As disclosed by the same SEC filing, on June 12, 2001, a securities class action lawsuit in which the Company and certain of its officers and directors are named as defendants was filed in the United States District Court for the Southern District of New York. More than 150 issuers have been named in similar lawsuits. In July 2002, an omnibus motion to dismiss all complaints against issuers and individual defendants affiliated with issuers (including the TiVo defendants) was filed by the entire group of issuer defendants in these similar actions. On October 8, 2002, TiVo’s officers were dismissed as defendants in the lawsuit. On February 19, 2003, the court in this action issued its decision on defendants’ omnibus motion to dismiss. This decision dismissed the Section 10(b) claim as to TiVo but denied the motion to dismiss the Section 11 claim as to TiVo and virtually all of the other issuer-defendants.

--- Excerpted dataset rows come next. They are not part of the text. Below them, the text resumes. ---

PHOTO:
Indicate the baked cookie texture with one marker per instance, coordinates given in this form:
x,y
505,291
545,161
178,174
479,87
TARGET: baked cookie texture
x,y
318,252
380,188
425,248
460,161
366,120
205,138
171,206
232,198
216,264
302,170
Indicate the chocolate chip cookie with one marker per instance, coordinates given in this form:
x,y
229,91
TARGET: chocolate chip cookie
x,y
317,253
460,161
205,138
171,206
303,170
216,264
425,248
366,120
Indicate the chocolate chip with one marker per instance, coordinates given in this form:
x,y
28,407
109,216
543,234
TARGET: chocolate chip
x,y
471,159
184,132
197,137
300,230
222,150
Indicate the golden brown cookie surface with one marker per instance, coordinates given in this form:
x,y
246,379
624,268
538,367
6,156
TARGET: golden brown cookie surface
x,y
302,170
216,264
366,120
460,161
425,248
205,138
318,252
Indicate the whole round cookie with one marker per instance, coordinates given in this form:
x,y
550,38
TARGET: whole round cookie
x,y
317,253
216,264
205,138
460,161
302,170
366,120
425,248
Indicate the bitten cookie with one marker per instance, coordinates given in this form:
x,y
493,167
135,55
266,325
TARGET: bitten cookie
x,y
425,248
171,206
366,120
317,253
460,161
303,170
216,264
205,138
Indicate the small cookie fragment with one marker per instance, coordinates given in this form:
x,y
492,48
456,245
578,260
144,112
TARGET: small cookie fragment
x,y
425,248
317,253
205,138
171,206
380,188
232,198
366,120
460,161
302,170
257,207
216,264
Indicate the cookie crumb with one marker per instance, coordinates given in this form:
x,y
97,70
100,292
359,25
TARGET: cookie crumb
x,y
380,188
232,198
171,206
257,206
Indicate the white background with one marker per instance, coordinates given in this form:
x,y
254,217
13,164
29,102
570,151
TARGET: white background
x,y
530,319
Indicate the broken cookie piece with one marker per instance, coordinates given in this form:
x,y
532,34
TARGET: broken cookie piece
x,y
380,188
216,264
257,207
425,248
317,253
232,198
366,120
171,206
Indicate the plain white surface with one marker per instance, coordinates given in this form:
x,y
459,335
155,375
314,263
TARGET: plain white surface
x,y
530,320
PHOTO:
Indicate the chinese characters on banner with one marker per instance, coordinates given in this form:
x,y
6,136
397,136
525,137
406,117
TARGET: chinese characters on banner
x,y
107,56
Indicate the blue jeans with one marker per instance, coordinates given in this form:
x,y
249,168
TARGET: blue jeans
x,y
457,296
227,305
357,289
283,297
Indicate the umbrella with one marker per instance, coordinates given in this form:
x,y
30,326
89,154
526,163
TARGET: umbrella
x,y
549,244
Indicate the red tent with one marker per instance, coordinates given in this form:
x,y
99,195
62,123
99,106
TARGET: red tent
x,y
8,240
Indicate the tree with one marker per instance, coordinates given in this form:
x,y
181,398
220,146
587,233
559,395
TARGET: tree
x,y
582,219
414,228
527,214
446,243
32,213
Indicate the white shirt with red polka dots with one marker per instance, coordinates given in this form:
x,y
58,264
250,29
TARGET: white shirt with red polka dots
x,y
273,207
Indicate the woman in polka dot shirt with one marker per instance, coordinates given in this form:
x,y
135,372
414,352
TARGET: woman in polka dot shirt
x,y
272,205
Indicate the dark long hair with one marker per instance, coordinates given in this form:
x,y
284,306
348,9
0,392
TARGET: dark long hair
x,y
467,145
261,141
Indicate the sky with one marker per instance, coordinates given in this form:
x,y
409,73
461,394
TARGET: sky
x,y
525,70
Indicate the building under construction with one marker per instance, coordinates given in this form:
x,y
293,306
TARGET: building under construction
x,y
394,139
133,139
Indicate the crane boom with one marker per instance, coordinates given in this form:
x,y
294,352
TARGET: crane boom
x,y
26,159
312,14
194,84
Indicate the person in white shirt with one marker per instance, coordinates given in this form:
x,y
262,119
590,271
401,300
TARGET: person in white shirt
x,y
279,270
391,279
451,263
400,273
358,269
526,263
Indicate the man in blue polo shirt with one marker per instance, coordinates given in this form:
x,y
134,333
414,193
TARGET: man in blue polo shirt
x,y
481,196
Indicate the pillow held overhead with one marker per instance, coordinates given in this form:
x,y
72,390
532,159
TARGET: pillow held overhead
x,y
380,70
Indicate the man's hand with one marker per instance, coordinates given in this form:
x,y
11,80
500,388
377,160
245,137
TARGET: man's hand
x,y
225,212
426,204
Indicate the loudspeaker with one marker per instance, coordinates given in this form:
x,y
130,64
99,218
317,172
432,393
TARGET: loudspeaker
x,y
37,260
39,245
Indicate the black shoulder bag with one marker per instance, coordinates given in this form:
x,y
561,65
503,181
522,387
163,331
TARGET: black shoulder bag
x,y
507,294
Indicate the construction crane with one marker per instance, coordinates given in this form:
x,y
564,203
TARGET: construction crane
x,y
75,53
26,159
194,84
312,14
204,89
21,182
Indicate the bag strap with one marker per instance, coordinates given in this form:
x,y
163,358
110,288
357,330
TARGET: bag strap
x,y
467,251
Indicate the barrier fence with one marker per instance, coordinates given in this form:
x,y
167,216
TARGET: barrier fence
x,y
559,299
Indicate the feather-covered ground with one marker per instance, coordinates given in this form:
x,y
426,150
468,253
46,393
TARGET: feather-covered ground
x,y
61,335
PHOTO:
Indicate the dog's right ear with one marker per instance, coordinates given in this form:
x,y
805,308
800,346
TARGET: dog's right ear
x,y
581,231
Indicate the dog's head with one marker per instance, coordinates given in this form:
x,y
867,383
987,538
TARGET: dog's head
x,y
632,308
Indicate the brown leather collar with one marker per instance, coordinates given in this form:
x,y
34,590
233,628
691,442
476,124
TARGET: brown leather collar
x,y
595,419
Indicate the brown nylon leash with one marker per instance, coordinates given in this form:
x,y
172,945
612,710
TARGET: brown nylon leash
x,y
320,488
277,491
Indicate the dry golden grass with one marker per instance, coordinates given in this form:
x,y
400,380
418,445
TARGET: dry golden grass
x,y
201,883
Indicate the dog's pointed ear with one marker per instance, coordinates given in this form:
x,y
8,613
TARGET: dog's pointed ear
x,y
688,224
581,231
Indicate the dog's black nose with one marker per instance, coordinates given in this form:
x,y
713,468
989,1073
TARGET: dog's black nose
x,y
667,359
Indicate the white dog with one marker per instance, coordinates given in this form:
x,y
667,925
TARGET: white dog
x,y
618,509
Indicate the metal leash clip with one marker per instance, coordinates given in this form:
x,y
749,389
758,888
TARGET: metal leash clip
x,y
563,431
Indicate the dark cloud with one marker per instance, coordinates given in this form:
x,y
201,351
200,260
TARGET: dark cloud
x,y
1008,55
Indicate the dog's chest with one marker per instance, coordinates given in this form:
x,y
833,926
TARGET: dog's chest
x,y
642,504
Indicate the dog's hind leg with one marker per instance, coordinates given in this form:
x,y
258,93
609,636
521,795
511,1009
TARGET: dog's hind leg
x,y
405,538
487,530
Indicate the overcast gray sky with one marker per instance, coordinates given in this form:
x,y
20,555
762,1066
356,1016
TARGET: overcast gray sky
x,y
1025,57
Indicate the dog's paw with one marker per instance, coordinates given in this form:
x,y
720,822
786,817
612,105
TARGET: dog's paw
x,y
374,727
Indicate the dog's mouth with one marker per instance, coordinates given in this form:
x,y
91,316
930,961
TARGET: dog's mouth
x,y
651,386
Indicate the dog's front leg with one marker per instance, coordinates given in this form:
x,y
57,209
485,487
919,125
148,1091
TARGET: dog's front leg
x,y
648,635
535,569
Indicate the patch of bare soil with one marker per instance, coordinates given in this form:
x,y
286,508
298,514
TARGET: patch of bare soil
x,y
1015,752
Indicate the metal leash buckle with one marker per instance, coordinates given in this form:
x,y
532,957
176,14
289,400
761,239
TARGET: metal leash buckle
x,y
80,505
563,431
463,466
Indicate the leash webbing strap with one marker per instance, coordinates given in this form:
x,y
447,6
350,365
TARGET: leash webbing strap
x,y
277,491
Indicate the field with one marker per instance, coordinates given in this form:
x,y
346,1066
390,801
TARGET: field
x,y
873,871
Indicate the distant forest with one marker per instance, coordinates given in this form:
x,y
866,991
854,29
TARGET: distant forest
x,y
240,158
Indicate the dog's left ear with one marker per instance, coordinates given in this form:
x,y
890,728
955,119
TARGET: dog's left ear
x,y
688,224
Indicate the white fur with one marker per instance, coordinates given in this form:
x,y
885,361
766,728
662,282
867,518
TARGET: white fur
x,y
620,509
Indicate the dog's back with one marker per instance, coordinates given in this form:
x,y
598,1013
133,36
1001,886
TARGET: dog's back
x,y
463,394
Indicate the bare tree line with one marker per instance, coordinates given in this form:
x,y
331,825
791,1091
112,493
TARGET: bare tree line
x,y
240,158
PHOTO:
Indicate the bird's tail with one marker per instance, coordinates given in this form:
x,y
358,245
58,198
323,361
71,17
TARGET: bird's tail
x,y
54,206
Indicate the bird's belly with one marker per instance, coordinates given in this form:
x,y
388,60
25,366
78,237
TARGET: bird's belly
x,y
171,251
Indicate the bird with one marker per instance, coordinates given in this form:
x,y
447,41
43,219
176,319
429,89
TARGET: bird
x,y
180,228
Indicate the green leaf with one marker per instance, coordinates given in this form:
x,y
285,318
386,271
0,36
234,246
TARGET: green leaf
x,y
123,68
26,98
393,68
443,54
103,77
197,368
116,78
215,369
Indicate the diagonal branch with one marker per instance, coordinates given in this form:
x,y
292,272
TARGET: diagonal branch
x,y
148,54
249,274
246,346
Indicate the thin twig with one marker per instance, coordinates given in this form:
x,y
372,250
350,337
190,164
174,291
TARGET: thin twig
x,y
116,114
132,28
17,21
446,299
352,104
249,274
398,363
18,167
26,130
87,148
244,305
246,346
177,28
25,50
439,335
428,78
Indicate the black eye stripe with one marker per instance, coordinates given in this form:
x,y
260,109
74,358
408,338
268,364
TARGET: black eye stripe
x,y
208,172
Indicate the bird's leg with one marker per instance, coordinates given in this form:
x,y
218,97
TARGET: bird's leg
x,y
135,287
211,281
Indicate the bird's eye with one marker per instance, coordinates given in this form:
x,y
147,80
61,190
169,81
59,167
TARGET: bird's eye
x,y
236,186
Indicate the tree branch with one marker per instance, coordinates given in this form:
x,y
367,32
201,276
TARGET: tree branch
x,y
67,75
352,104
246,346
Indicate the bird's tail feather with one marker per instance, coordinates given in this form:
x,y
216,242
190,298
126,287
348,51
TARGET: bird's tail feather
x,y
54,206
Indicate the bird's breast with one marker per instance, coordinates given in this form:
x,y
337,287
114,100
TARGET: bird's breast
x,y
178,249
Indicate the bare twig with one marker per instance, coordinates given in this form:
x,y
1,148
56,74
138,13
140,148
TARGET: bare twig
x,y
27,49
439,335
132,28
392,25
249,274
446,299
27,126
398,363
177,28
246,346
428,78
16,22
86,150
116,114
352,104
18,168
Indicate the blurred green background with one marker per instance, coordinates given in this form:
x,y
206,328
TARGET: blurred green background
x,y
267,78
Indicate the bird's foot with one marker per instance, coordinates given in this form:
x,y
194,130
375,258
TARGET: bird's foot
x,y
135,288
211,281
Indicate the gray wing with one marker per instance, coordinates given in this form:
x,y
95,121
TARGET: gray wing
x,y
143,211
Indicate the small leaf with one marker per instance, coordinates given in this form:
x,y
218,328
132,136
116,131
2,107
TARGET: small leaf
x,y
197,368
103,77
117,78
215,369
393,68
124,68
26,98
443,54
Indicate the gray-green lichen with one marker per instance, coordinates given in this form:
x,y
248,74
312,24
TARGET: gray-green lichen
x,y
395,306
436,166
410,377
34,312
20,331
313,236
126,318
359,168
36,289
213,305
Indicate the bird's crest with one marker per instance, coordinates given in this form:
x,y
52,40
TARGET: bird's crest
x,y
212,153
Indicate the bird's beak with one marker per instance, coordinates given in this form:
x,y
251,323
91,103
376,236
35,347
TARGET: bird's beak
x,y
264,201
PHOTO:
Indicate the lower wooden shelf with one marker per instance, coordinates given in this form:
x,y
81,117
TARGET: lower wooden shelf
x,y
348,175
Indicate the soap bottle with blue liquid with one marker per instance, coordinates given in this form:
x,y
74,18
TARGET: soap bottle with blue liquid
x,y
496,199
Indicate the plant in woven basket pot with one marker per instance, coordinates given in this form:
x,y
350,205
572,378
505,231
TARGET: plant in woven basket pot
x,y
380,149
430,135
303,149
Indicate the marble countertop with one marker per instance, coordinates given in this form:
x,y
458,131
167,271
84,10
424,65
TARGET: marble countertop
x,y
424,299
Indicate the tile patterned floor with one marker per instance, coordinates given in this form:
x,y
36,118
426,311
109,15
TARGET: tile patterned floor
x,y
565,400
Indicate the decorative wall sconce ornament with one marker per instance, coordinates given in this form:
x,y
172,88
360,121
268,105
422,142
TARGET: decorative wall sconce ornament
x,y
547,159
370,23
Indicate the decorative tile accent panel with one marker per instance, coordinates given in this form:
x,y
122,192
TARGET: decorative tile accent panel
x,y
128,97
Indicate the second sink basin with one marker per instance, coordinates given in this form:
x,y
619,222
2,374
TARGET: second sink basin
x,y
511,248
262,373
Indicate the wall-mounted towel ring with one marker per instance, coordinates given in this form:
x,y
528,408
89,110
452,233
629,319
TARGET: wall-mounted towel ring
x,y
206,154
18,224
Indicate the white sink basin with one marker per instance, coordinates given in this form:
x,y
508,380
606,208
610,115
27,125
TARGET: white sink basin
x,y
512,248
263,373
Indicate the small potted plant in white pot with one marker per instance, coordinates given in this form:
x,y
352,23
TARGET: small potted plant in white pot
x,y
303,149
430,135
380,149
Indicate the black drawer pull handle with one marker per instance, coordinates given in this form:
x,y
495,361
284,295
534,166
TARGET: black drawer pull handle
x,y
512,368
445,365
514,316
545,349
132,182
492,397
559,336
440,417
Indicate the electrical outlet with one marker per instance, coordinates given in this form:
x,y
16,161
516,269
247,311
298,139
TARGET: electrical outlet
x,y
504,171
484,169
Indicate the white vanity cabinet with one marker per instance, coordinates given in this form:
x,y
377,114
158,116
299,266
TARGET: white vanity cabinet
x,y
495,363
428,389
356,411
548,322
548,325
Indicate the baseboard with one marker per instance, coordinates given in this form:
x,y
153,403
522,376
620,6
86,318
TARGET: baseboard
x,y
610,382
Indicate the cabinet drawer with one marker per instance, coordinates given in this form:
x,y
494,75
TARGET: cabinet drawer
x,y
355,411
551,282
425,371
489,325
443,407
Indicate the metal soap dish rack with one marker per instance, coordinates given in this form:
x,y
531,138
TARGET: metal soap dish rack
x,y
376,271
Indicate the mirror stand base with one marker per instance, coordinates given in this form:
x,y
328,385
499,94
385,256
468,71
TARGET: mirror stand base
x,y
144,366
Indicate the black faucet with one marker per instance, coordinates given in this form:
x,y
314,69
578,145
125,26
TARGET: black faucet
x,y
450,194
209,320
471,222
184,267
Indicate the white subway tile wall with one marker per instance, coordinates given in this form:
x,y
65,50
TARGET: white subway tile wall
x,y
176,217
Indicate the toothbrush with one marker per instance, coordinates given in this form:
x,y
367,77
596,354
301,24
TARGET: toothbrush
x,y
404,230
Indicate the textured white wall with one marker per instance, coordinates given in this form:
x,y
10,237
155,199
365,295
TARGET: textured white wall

The complaint charges defendants with violation of Sections 10(b) and 20(a) of the Securities Exchange Act of 1934, and Rule 10b-5 promulgated thereunder, for issuing a Registration Statement and Prospectus (the "Prospectus") that contained material misrepresentations and/or omissions. The Prospectus was issued in connection with the TiVo IPO. The complaint alleges that the Prospectus was false and misleading because it failed to disclose (i) the Underwriter Defendants agreement with certain investors to provide them with significant amounts of restricted TiVo shares in the IPO in exchange for exorbitant and undisclosed commissions; and (ii) the agreement between the Underwriter Defendants and certain of its customers whereby the Underwriter Defendants would allocate shares in the IPO to those customers in exchange for the customers' agreement to purchase TiVo shares in the after-market at pre-determined prices.